The Great Indoors
Friday, 13th August 2004
Continuing rain and cloud is all that it takes to persuade me to stay in and catch up with the decorating, bits of which have been waiting for a year for my attention.
The Book of the Green Knight
Here's a sketchbook from my student days, from the winter of 1972/73; its subject matter includes birds and plants drawn as part of my natural history course but also my room at college, the concerts and exhibitions I went to and the food I ate (I often chose appealing subjects like fish, fruit and croissants which I could draw first, then eat).
Barbara mentions that there's a mosquito in the bathroom, they're attracted in at the open window by the light on sultry summer nights.
'It's the sort that you can hear buzzing towards you,' she says.
'I'll never hear that,' I say; I've lost the upper frequencies of my hearing. I put it down to a single punk rock concert I went to at the local college. I'm surprised that I do hear the mosquito as it makes short flights from one part of the ceiling to another. I'm pleased that my hearing extends to such quiet sounds. It reminds me of the buzz of children at play, heard in the distance.
'BzzzzzzzZZZzzzzzzzzzzzz. . . .'
Luckily this is a male mosquito (he uses those bottle-brush antennae to locate the female) and so there's no danger of us being bitten.

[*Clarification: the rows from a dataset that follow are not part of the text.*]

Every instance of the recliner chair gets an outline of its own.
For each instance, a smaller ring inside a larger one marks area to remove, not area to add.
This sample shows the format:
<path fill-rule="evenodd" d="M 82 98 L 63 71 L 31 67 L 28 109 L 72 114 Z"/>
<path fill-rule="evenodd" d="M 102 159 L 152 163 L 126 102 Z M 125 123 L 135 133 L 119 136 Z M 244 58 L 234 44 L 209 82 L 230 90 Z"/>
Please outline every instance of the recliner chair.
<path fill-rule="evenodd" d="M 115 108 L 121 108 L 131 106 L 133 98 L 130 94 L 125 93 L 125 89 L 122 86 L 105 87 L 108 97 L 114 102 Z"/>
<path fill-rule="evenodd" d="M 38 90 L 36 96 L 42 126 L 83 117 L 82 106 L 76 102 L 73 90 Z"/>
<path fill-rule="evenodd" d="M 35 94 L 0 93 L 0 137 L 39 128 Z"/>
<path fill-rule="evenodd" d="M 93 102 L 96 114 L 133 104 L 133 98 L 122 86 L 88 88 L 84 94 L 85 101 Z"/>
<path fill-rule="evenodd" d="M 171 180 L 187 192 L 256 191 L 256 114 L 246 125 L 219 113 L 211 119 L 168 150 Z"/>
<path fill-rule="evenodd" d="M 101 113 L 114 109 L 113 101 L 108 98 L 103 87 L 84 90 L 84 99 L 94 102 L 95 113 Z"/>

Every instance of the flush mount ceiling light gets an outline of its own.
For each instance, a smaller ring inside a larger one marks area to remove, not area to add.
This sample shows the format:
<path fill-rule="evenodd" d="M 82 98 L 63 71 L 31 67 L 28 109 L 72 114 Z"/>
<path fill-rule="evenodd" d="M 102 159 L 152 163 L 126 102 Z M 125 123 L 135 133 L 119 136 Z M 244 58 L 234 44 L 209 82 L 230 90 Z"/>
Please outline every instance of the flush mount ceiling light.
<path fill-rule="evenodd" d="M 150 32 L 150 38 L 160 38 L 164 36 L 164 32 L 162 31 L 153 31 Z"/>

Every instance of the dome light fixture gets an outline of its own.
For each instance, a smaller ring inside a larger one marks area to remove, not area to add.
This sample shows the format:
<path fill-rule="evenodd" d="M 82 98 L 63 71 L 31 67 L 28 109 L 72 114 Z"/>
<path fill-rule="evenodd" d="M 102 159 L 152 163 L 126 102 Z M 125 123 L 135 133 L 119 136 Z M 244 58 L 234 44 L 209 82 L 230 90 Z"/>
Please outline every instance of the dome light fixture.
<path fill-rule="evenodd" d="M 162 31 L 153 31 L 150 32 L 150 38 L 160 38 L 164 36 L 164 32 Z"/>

What Katy Did in the Brown Out
Nature journalist Clare Walker Leslie (who is getting out with her sketchbook a good deal more than me recently) writes to me from Cambridge, Massachusetts:
I guess I'd hear katydids if we had them in England but listening to our native grasshoppers is a childhood memory for me, thanks to my one night at that Little Joe Story concert (well, that's what I think permanently damaged my hearing). But I can easily hear crickets when we're abroad.